Co-Authored-By: Claude Opus 4.6 (1M context) <noreply@anthropic.com>
---
 luminos.py            |   6 +-
 luminos_lib/ai.py     | 209 ++++++++++++++++++++++++++++++++++++++++--
 luminos_lib/report.py |  35 ++++++-
 3 files changed, 238 insertions(+), 12 deletions(-)

diff --git a/luminos.py b/luminos.py
index c8ca1e9..1ed239c 100644
--- a/luminos.py
+++ b/luminos.py
@@ -99,16 +99,18 @@ def main():
 
     report = scan(target, depth=args.depth, show_hidden=args.all)
 
+    flags = []
     if args.ai:
         from luminos_lib.ai import analyze_directory
-        brief, detailed = analyze_directory(report, target, fresh=args.fresh)
+        brief, detailed, flags = analyze_directory(report, target, fresh=args.fresh)
         report["ai_brief"] = brief
         report["ai_detailed"] = detailed
+        report["flags"] = flags
 
     if args.json_output:
         output = json.dumps(report, indent=2, default=str)
     else:
-        output = format_report(report, target)
+        output = format_report(report, target, flags=flags)
 
     if args.output:
         try:
diff --git a/luminos_lib/ai.py b/luminos_lib/ai.py
index 873b195..61f6944 100644
--- a/luminos_lib/ai.py
+++ b/luminos_lib/ai.py
@@ -435,6 +435,85 @@ _DIR_TOOLS = [
             "required": ["cache_type", "path", "data"],
         },
     },
+    {
+        "name": "think",
+        "description": (
+            "Record your reasoning before choosing which file or directory "
+            "to investigate next. Call this when deciding what to look at "
+            "— not before every individual tool call."
+        ),
+        "input_schema": {
+            "type": "object",
+            "properties": {
+                "observation": {
+                    "type": "string",
+                    "description": "What you have observed so far.",
+                },
+                "hypothesis": {
+                    "type": "string",
+                    "description": "Your hypothesis about the directory.",
+                },
+                "next_action": {
+                    "type": "string",
+                    "description": "What you plan to investigate next and why.",
+                },
+            },
+            "required": ["observation", "hypothesis", "next_action"],
+        },
+    },
+    {
+        "name": "checkpoint",
+        "description": (
+            "Summarize what you have learned so far about this directory "
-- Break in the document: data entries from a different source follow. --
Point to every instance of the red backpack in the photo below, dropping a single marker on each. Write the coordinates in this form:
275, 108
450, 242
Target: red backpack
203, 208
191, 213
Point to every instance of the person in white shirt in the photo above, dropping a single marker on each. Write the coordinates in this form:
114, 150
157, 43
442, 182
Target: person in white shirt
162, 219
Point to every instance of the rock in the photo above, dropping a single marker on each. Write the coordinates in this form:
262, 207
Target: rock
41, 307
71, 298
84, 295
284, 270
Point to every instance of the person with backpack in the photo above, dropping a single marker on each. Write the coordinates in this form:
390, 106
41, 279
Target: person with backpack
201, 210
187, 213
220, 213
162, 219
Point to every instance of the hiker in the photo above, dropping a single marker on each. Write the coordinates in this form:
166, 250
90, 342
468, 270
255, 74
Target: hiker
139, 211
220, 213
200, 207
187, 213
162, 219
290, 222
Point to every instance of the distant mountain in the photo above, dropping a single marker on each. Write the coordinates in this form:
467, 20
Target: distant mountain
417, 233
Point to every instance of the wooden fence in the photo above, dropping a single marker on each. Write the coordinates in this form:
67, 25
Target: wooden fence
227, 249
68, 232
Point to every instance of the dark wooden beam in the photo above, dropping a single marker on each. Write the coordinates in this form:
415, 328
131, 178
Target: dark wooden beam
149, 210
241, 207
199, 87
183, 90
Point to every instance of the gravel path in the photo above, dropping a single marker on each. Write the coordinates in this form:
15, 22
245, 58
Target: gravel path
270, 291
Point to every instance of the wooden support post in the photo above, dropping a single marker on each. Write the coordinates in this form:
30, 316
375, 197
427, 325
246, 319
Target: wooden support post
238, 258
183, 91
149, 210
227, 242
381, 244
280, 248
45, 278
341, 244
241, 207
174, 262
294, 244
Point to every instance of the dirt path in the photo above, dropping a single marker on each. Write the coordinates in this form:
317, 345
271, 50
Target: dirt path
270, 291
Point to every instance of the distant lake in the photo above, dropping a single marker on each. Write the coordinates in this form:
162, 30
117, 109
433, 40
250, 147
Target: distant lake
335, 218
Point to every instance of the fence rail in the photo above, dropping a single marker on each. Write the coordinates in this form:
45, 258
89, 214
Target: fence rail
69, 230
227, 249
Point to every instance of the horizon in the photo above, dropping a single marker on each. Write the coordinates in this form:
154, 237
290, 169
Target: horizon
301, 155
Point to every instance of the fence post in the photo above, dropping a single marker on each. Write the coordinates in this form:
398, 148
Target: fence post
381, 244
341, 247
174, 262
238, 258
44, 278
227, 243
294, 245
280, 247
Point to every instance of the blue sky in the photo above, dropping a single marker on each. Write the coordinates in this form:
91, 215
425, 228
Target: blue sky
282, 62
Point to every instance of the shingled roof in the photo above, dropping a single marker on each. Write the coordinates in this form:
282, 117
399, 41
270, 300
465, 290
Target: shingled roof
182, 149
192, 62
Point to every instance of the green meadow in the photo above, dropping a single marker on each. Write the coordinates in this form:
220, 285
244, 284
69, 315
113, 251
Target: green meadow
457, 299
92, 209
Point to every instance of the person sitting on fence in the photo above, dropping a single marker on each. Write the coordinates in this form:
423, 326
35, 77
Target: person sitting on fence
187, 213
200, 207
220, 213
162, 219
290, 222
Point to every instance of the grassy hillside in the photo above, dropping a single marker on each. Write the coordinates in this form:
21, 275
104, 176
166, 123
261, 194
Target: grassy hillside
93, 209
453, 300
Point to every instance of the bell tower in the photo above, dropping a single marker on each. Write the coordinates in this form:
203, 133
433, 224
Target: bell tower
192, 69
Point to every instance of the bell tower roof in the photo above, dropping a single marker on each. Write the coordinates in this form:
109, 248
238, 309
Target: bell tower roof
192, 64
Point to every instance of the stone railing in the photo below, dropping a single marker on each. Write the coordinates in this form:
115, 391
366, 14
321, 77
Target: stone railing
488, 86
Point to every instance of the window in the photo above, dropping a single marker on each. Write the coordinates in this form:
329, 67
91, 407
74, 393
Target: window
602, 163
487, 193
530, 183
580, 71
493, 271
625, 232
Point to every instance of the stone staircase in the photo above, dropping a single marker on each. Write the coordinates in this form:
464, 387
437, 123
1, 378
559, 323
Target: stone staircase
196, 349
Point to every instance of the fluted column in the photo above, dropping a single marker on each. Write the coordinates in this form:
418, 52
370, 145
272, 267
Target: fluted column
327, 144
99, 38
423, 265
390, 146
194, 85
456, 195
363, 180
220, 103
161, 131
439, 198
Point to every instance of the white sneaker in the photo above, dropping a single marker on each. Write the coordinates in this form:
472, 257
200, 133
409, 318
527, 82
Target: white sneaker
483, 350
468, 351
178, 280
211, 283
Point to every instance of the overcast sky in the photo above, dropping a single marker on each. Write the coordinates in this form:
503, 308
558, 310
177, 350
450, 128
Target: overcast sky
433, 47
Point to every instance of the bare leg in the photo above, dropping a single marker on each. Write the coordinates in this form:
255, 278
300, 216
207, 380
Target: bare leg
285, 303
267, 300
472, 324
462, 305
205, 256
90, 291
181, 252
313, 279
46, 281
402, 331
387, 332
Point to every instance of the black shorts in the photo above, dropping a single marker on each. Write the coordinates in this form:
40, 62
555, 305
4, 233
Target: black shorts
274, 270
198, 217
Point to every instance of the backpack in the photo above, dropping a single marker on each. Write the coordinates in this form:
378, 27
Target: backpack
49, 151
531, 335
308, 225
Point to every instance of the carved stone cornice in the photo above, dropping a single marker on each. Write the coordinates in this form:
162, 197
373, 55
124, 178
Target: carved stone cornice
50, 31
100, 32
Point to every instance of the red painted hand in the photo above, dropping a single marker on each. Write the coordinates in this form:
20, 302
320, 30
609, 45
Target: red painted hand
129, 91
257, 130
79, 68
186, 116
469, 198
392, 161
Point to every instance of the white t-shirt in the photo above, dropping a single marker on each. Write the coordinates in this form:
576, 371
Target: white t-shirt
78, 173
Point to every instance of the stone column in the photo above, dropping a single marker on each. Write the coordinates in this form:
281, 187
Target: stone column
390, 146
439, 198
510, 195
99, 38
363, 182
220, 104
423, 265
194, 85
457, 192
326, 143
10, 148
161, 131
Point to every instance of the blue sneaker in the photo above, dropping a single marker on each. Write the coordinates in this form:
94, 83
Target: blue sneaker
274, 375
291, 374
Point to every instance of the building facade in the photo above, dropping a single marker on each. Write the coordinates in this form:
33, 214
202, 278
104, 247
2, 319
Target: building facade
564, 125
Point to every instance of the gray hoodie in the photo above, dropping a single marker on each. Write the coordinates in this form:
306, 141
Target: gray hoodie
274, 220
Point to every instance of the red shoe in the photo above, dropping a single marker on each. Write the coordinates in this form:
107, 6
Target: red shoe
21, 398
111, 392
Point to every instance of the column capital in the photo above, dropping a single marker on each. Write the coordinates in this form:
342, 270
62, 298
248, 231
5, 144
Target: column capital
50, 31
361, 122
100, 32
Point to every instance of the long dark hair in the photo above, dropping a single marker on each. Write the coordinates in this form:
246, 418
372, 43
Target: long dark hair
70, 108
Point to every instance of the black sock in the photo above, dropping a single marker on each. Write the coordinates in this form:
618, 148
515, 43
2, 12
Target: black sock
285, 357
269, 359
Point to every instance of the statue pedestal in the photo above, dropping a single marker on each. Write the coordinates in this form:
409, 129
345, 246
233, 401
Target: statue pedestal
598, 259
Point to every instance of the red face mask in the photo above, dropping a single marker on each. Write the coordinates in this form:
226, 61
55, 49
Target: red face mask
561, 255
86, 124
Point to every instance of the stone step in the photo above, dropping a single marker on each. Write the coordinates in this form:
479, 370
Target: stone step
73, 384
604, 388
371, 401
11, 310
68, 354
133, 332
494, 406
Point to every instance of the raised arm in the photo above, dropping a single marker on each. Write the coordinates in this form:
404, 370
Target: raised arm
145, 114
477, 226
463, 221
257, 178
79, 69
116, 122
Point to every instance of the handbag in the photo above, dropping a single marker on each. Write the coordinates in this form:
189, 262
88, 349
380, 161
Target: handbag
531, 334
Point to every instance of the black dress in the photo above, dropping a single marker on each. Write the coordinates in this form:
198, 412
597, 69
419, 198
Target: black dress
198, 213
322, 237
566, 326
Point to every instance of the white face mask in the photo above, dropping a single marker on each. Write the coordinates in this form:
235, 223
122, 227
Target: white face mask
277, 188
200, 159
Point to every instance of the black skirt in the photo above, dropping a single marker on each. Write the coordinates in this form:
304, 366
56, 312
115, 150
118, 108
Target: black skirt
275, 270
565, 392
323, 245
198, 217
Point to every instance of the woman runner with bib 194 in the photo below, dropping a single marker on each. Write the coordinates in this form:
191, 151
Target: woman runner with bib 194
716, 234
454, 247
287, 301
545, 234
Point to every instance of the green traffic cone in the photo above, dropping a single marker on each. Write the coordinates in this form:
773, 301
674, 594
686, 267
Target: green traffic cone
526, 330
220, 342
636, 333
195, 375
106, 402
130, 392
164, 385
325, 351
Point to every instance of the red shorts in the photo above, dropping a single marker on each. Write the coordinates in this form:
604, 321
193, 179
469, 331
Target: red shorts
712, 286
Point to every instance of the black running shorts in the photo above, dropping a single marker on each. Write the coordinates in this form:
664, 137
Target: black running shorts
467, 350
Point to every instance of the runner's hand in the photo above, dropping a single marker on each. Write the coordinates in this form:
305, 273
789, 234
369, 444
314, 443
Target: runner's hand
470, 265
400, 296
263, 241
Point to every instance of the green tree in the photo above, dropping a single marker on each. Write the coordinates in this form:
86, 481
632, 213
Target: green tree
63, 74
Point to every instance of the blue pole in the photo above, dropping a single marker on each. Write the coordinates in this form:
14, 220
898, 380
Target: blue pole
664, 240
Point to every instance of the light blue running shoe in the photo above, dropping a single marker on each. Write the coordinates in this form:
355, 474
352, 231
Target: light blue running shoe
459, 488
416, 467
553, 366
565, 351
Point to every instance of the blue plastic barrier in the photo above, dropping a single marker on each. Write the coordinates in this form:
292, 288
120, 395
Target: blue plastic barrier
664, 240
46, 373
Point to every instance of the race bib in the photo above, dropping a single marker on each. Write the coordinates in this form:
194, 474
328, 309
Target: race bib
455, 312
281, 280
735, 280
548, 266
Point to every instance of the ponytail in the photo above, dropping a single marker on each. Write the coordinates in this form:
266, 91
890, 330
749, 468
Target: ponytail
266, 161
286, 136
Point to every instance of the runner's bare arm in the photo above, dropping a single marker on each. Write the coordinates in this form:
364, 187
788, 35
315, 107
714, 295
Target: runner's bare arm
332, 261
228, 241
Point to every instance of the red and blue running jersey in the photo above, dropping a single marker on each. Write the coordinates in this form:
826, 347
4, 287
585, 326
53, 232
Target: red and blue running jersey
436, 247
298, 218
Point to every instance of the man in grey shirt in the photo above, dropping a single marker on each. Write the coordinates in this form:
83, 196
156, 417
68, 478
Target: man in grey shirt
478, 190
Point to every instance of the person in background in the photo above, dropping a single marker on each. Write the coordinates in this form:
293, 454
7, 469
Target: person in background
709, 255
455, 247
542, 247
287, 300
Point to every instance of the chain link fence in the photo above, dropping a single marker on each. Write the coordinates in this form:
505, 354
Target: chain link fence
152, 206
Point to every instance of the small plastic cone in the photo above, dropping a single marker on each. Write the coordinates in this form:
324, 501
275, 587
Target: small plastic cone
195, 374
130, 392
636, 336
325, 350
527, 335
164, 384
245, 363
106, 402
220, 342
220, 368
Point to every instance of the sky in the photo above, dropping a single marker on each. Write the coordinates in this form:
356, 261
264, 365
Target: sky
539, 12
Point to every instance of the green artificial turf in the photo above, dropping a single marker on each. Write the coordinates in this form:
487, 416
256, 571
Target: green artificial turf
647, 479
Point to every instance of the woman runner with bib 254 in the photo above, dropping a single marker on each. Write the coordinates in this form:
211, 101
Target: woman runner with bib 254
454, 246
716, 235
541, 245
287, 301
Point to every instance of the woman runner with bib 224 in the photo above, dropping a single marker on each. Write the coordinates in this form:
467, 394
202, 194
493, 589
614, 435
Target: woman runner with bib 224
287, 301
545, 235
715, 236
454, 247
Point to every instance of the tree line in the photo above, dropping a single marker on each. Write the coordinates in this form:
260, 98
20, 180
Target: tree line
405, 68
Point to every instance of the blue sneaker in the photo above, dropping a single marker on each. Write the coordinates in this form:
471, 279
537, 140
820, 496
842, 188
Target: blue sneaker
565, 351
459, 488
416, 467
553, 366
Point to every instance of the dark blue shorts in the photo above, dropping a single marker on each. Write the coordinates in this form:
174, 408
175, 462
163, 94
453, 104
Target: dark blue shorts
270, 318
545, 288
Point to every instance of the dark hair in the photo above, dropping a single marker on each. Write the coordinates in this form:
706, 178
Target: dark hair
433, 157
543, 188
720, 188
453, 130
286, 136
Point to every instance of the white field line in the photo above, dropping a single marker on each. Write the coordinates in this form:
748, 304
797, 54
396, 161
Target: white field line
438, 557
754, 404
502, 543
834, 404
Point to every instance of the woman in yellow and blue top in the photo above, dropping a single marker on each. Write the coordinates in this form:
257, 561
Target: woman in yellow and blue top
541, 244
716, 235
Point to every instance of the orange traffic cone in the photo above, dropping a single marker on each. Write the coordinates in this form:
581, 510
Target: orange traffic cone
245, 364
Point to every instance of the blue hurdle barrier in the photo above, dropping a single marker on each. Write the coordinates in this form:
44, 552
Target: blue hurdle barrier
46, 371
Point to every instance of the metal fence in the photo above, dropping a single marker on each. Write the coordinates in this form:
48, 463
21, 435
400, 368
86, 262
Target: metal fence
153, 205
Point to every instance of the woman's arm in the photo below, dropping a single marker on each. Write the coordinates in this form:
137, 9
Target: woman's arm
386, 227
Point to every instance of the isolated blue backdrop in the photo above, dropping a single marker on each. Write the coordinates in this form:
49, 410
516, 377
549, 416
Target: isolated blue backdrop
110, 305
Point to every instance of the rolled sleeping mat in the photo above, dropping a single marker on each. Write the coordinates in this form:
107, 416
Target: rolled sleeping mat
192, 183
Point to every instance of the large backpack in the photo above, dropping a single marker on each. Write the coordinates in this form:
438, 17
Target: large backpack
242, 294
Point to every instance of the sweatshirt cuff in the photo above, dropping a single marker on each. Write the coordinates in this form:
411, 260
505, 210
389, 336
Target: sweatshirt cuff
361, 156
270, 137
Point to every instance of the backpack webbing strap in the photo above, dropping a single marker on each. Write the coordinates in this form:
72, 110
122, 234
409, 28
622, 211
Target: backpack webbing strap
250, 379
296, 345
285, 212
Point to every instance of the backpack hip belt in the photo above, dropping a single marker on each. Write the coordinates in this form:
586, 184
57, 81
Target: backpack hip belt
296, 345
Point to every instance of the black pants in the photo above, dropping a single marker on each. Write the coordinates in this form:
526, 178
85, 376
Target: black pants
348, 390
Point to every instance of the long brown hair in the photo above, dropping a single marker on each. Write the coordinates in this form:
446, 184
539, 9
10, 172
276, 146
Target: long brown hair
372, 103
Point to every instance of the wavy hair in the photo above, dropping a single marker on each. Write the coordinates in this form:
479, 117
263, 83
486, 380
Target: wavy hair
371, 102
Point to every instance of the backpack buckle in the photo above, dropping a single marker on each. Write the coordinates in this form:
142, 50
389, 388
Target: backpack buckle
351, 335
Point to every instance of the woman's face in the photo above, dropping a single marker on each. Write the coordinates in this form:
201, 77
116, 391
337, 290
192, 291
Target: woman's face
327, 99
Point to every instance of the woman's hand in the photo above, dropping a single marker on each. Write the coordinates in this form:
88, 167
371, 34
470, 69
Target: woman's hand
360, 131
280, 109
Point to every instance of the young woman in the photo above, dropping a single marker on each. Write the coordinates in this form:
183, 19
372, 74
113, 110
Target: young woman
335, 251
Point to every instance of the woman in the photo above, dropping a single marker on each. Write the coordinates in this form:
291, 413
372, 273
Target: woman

+            "and what you still need to determine. Call this after completing "
+            "a significant cluster of files — not after every file."
+        ),
+        "input_schema": {
+            "type": "object",
+            "properties": {
+                "learned": {
+                    "type": "string",
+                    "description": "What you have learned so far.",
+                },
+                "still_unknown": {
+                    "type": "string",
+                    "description": "What you still need to determine.",
+                },
+                "next_phase": {
+                    "type": "string",
+                    "description": "What you will investigate next.",
+                },
+            },
+            "required": ["learned", "still_unknown", "next_phase"],
+        },
+    },
+    {
+        "name": "flag",
+        "description": (
+            "Mark a file, directory, or finding as notable or anomalous. "
+            "Call this immediately when you discover something surprising, "
+            "concerning, or important — do not save it for the report."
+        ),
+        "input_schema": {
+            "type": "object",
+            "properties": {
+                "path": {
+                    "type": "string",
+                    "description": "Relative path, or 'general'.",
+                },
+                "finding": {
+                    "type": "string",
+                    "description": "What you found.",
+                },
+                "severity": {
+                    "type": "string",
+                    "enum": ["info", "concern", "critical"],
+                    "description": "info | concern | critical",
+                },
+            },
+            "required": ["path", "finding", "severity"],
+        },
+    },
     {
         "name": "submit_report",
         "description": (
@@ -486,6 +565,33 @@ _SYNTHESIS_TOOLS = [
             "required": ["cache_type"],
         },
     },
+    {
+        "name": "flag",
+        "description": (
+            "Mark a file, directory, or finding as notable or anomalous. "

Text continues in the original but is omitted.